Proactive Risk-Management Steps for Online Retailers

The cases described above certainly are not the first of their kind, as previous cases have explored the same issues, as well as the legality of charging S&H fees on “free” goods, collecting tax on S&H fees and embedding S&H fees into the cost of dynamically priced goods. But claims of this type are accelerating at an unprecedented pace. Moreover, all 50 states have consumer protection and unfair competition laws similar to those being litigated in California, and the nature of e-commerce makes retailers susceptible to liability in virtually any state’s courts. Fortunately, the FTC, DMA and several court decisions provide insight on precautions that online retailers can take to minimize their exposure:

  • Online retailers should make overt and detailed disclosures regarding their S&H fees during the ordering process, including descriptions of the fee amounts, speed, common carrier and any other relevant aspects of each shipping option. The DMA advises that “when ordering online, shoppers should receive shipping information early in the order path,” and that S&H fees “should be disclosed clearly and conspicuously and in advance of the consumer’s completing an order.” However, these disclosures need not be made on the initial offering page for a product.

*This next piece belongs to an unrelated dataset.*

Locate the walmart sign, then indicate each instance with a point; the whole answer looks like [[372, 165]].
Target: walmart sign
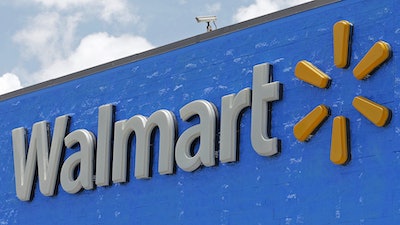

The FDA’s .com disclosures booklet makes clear that S&H fees may be disclosed during the checkout process, rather than on the initial offering page, because “consumers expect these charges.”
  • Online retailers should conduct an audit or cost study of their actual shipping and fulfillment costs, which can be used in conjunction with legal counsel to determine reasonable S&H rates to charge consumers. Should a retailer operate multiple websites from which it sells the sale item, it should ensure that S&H fees remain constant across all such websites.
  • Online retailers should refrain from representing to customers that their S&H rates constitute, reflect or are reasonably related to the “actual costs” of shipping. As the DMA itself notes, there are many components to a S&H charge above and beyond the actual costs imposed by the common carrier. These can include everything from labor, packaging, and other material costs; to the cost of warehousing, insurance, returns and maintaining call and distribution centers; to administrative, overhead and inventory costs. Online retailers should also ensure that the fees charged are termed “shipping and handling” or “shipping and processing” (as opposed to just “shipping”).
  • Online retailers should require customers to affirmatively select one option as to S&H fees when checking out, or, if there is only one option available, affirmatively confirm the S&H amount to be charged.
  • Online retailers should consider adding an arbitration provision and class-action waiver to their terms and conditions governing disputes arising from online orders.
  • Online retailers should take S&H demand letters and class action lawsuits seriously. With S&H fees only amounting to a few dollars, it can be tempting to not give much thought to these types of class action lawsuits. However, thousands of dollars in liability could stack up from a mere click of a button. Hiring experienced counsel is key to defeating these actions early in the litigation process. If you receive a demand letter, confer with counsel about your options for settling out of court or litigating the claims.